These two activities pollute each other badly when they share a window. Planning conversations spawn dozens of small "what if we did X" branches that bloat the context but don't survive the decision. Build sessions accumulate test output, error messages, and file diffs that have nothing to do with the original spec.
I run them as two sessions now. Planning session produces a handoff: the locked decisions, the open questions, the structural plan. Build session takes that handoff, executes, and — if anything during the build invalidates a planning decision — writes a handoff back. The planning session re-opens, ingests the feedback, and refines. Loop until the build session has nothing left to push back.
This is the same iteration pattern I described in the spec workflow agents post, just made portable across sessions. Handoff is what makes that loop run without anyone's context window filling up.

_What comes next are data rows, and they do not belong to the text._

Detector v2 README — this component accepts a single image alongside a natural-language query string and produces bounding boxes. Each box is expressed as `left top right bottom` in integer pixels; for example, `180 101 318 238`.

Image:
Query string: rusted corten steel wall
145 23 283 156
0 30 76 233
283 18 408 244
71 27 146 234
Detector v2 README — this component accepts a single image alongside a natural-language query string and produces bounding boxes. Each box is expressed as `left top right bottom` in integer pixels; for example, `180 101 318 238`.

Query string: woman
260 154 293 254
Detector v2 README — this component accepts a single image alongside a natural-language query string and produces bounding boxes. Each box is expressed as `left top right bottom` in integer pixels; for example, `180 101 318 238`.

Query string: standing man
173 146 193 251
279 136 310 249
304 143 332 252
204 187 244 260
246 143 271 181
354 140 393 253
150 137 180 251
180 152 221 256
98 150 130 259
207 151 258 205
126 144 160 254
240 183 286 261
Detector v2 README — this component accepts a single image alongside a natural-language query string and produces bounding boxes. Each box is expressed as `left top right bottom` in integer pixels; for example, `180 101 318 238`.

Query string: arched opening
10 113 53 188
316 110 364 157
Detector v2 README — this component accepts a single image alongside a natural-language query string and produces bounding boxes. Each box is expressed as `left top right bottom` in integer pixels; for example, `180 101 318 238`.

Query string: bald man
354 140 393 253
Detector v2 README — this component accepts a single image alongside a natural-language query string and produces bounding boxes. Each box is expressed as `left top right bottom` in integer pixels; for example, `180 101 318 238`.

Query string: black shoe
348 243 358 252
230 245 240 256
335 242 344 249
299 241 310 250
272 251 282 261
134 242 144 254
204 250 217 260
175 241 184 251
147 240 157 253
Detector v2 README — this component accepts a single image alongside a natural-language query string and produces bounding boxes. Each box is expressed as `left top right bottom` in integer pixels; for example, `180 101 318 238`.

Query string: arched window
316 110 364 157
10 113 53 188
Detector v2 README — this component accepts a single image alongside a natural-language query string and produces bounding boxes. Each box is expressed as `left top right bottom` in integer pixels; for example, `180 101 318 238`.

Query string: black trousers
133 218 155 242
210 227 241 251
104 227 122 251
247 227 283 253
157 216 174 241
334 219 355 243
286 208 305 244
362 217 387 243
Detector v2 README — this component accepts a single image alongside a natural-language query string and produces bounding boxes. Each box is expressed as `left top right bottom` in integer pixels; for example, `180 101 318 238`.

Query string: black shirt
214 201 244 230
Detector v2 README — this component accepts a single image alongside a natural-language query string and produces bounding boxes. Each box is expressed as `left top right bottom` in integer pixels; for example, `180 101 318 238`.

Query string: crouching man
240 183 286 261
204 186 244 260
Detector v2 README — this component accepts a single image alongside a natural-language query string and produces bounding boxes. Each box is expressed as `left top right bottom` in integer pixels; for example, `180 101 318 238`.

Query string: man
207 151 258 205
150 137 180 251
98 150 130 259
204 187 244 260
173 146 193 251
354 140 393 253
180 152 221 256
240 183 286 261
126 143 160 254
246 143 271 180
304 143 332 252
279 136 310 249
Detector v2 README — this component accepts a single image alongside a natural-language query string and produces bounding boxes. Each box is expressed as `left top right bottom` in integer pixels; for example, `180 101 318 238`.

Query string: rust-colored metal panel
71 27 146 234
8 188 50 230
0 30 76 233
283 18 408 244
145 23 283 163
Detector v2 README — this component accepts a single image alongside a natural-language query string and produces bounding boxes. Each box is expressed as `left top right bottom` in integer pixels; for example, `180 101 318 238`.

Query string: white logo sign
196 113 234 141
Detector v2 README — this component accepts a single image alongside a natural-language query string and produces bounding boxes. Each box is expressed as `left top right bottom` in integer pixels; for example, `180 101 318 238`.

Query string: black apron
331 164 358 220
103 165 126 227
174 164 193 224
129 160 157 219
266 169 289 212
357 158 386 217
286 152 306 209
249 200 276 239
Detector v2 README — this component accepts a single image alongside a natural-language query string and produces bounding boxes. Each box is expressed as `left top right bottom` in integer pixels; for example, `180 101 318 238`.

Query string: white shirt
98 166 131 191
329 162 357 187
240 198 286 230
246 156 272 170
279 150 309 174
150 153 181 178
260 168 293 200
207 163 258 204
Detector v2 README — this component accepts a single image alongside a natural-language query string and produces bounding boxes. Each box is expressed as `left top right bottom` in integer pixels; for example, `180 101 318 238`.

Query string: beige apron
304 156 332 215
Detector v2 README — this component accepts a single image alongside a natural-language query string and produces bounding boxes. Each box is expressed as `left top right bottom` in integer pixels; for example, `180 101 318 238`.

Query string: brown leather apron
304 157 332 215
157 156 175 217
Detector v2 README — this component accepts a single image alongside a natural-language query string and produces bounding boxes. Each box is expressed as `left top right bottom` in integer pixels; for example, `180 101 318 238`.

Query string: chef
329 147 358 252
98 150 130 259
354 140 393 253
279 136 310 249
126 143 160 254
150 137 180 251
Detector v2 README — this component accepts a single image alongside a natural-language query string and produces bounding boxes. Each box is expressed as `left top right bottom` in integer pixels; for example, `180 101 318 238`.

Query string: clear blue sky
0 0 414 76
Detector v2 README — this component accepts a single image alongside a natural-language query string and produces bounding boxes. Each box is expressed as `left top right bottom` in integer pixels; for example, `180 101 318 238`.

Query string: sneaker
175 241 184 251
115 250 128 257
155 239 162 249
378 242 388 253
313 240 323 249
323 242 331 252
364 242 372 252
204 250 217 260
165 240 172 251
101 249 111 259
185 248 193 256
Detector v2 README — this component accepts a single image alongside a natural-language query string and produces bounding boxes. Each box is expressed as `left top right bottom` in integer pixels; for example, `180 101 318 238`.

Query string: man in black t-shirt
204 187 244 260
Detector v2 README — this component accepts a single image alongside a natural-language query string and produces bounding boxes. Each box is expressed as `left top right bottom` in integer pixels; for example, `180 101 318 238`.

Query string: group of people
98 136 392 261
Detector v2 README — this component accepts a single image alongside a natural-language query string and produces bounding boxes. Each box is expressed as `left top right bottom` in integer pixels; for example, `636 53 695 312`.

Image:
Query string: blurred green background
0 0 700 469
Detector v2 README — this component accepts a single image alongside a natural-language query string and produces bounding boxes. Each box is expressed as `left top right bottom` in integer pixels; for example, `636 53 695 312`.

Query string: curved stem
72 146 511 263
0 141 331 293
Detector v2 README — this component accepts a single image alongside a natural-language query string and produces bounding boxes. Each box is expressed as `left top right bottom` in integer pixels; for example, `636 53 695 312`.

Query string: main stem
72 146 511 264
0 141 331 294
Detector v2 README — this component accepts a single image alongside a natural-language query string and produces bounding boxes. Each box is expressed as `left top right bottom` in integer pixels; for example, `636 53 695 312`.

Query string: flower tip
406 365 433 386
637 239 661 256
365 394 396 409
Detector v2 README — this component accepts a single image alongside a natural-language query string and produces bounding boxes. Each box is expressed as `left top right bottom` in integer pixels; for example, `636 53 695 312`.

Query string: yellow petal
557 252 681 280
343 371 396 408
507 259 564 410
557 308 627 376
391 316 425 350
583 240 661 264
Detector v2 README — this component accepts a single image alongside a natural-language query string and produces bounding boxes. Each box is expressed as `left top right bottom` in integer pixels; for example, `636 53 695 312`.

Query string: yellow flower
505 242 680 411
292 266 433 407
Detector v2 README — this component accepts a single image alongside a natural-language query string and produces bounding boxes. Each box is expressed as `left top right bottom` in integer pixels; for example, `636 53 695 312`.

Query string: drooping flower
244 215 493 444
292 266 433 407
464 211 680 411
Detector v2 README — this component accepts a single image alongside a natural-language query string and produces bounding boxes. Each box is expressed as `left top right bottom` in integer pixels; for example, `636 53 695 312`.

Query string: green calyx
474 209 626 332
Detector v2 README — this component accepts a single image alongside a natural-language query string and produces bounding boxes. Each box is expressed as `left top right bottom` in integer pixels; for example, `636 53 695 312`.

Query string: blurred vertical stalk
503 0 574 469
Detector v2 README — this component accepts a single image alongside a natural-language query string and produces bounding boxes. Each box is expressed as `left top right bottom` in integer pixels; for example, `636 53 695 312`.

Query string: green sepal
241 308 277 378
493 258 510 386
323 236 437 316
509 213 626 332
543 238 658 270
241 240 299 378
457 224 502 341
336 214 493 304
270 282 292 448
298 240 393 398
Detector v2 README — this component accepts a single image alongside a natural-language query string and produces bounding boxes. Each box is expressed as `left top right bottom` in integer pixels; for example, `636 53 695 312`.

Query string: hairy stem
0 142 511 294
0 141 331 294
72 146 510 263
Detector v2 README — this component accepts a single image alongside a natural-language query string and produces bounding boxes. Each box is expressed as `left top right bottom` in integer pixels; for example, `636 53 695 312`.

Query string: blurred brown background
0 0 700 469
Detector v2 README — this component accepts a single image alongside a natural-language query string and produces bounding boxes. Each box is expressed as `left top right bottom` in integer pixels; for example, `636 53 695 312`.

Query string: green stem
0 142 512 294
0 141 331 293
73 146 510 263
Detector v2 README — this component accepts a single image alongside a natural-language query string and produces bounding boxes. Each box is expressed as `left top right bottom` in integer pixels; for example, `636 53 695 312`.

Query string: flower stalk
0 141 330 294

What goes inside a good handoff file
If you only ever read one section of this post, make it this one.
The handoff doc is doing a specific job: give a fresh session enough to continue the work without dragging in the noise that the parent session accumulated. Get the contents wrong and you've just rebuilt /compact's problem in a new file. Get it right and the fresh session arrives like a senior engineer joining a project mid-sprint — briefed, oriented, productive in ten minutes.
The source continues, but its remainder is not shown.